Check Potential Problem in User Content
Warn the user if it's missing.
Before you can send a broadcast in Resend, the interface runs a simple, brilliant check: it scans your email's HTML for an unsubscribe link. If it can't find one, a subtle but unmissable warning appears, preventing you from sending until you've added it.
It’s a safety net that catches you before you fall.
Why This Detail Resonates
This isn't just a friendly reminder; it's an example of mistake-proofing, a design principle often called Poka-yoke. The system is designed to prevent inevitable human error before it happens.
- It externalizes the checklist. A user sending a campaign is thinking about copy, subject lines, and send lists. Forgetting a legally required footer is an easy mistake. Resend takes that cognitive load off the user and puts it onto the system, where it belongs.
- It builds trust through partnership.
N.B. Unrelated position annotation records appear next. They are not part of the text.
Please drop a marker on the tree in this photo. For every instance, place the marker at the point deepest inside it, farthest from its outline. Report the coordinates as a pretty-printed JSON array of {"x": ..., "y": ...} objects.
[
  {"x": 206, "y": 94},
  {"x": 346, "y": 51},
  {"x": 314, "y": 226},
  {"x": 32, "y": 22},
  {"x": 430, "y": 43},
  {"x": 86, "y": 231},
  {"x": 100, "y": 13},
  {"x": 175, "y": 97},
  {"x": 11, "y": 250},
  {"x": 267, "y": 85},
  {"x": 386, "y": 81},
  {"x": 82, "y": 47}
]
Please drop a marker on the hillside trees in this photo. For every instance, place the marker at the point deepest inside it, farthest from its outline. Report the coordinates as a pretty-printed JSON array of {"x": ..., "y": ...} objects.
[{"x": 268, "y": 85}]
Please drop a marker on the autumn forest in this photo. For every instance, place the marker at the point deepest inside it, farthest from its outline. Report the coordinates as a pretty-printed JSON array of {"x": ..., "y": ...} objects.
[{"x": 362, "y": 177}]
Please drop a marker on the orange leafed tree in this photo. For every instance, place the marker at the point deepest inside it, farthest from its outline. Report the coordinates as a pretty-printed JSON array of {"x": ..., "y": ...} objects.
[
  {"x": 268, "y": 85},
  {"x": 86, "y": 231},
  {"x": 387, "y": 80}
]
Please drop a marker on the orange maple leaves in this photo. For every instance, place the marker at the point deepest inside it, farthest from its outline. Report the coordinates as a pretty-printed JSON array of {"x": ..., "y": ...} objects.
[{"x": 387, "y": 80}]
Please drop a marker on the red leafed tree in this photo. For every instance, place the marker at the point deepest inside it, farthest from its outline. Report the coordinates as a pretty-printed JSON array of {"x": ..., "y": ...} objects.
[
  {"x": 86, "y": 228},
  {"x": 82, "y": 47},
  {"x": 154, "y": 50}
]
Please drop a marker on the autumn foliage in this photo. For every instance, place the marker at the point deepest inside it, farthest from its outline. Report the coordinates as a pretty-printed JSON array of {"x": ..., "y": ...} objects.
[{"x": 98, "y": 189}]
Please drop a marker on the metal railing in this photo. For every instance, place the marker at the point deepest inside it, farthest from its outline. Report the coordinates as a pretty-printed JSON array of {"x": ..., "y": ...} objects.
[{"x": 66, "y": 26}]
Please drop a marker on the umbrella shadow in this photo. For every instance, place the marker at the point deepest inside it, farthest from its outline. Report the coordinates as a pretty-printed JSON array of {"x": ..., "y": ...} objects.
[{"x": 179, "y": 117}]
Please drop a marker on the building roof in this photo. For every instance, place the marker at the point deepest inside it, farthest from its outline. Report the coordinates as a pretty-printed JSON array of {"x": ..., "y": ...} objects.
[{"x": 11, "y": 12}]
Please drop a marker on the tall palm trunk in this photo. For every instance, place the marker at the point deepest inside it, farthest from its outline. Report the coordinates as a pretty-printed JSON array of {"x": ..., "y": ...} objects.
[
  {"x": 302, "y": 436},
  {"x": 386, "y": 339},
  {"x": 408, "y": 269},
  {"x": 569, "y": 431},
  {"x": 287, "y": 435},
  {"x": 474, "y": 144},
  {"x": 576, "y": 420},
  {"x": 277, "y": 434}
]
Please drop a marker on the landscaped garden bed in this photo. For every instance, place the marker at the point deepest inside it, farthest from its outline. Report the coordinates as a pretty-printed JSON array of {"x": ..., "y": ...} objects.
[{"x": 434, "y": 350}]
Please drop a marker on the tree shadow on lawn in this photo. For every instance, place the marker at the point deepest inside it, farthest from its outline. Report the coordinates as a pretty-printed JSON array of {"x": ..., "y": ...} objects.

The feature says, "I've got your back." By preventing a serious mistake—one that could harm deliverability, annoy users, and even have legal consequences—Resend positions itself as a trusted partner, not just a passive tool.
- It provides the right friction at the right time. Instead of letting you send and then showing an error, it blocks the primary action. This momentary friction is valuable because it prevents a much larger, irreversible problem.
Where You've Seen It
- Gmail: Famously scans your email for phrases like "I have attached" and warns you if you hit send without an attachment.
- GitHub: Prevents you from merging a pull request if there are merge conflicts or if required status checks (like automated tests) haven't passed.
- Vercel: Halts a deployment if the build process fails, preventing broken code from ever reaching production. It’s a server-side pre-flight check for your entire application.